Wednesday, January 28, 2009

A Piedmonth death

The other blog is tentatively back up and running. I stopped a while back. At the time, I thought it had to do with my grueling exam schedule and general law school distractions. But upon later reflection, I've realized that it may also have been sparked by a couple of things...

I started the blog with the intention of posting articles about ICE raids on homes and work places. This is because there were so many rumors milling around Richmond about la migra coming at night and hauling parents away from kids, etc. I know how rumors spread rampant in this regard, but I also know that fear of ICE is very real. I wanted to try to figure out what is actually happening and where and when and to whom.

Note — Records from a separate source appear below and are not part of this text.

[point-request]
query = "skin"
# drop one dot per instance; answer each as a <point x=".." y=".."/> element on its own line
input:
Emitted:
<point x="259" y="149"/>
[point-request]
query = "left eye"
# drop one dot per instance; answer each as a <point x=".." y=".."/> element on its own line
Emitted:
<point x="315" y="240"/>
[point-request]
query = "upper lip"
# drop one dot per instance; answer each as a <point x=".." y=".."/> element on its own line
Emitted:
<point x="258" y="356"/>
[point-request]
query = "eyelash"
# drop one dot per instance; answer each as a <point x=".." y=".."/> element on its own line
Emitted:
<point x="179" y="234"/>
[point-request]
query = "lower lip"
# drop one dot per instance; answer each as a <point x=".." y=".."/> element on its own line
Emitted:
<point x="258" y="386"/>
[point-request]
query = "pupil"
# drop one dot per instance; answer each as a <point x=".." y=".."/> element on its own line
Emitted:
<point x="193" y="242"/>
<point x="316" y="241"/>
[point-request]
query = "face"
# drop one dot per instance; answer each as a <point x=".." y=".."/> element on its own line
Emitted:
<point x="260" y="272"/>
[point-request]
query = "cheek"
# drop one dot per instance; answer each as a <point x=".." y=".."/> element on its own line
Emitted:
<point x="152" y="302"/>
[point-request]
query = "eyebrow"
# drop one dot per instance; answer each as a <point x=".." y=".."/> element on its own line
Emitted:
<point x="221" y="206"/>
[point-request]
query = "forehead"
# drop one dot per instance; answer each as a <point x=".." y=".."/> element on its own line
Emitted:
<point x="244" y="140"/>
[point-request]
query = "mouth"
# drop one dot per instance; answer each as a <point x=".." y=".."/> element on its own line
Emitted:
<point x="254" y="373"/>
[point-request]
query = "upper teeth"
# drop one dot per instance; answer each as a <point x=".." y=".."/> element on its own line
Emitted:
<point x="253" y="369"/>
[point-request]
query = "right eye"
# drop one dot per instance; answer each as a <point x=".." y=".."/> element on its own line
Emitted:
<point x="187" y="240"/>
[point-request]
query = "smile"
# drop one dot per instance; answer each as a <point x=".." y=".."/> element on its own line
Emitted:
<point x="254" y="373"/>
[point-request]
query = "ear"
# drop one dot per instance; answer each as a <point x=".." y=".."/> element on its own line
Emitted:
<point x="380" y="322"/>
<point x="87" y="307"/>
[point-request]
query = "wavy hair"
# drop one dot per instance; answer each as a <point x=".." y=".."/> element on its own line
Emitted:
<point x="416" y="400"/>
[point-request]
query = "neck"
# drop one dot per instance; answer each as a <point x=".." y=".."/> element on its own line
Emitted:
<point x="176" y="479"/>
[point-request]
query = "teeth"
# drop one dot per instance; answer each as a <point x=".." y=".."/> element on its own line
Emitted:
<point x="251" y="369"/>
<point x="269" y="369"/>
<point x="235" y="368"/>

Not surprisingly, there wasn't much in the way of news reporting about these types of raids. It's so frustrating, because they ARE happening. They just aren't reported on. But, occasionally, there is a big raid, or an inspired journalist, and a story appears. So I wanted to post those, so I would have a reason to keep looking and others would have a way to keep track.

However, I quickly realized that there is a slipperly slope. I didn't want to post stories about criminals who were being deported after doing jail time, because that wasn't really hitting the heart of the issue as I saw it. The idea that people are just living their lives and then suddenly they are in jail was really upsetting to me. So I started setting guidelines: no articles about those who were arrested for other things and happened to be deportable, for example. No articles about drug busts at the border.

Yet those are the kinds of deportations that ARE reported on, and with regularity. It's no wonder people think all immigrants with brown skin are criminals. Every day there are 100s of articles about immigrants accused of molestation, beating their kids to death, smuggling drugs or killing pedestrians in drunk driving accidents. Tons of articles about those people being arrested and getting ICE holds placed on them. "Juan Garcia was arrested and an immigration hold has been placed on him by federal immigration officials." Which brings with it two problems: (1) Juan Garcia hasn't been tried, so we don't know if he is guilty or innocent; all we know is he is accused. (2) "Immigration hold" just means the person is suspected of being in the country illegally. It doesn't mean he is or isn't.

So many questions. Literally, they are endless. Even though these people are accused of crimes, I still consider them to be tied to the issue of immigrant rights. Because who knows what happens to Juan Garcia after the hold is placed. Is he held for 48 hours and released? Is he improperly held longer? Did ICE officials actually pick him up? Was he a US citizen? It's just another person who entered into the US criminal justice system only to be handed over to this Other World where the usual rules of justice and due process don't seem to apply. Just that instead of seeming totally innocent, they were already branded criminal.

The line became even fuzzier when I started seeing articles (or mostly just blurbs in Police Blotters) about individuals who were pulled over for the ever-generic "traffic violations" and ended up with ICE holds placed on them. Getting pulled over is not the same thing as having your house raided. But then again, making an illegal right turn on red is no reason to be thrown into that Other World, the maze of immigration that usually ends up in either swift deportation or months of languishing in prison (and then deportation). Who are these people? What happens to them? Are they receiving justice?

In short, there were way more questions than answers. I have had so much trouble distinguishing what to post and not post. What is appropriate and not appropriate. I wanted to be fair. I wanted to attract people from both sides, to just look at it from an objective point of view. But you can't pick and choose articles without choosing your perspective. And on top of that, I DO have a point of view, so I couldn't just leave out articles about detainee deaths.

Which is what I found today when I resumed posting on the blog for the second day. Friends of mine are organizing in Farmville, VA, and happened to be quoted in this New York Times article you will find on my other blog. I was proud of them for making the Times with their work. I was saddened by the horrific occasion. Another death in another jail by another detainee. A Piedmont death.

I have to keep posting, but I am going to continue to struggle with this. I guess we'll see.

Oh yeah, the other reason I stopped posting for a while: it makes me depressed to read this stuff day in and day out. On the other hand, I better get used to it. This is what I want to do for a living.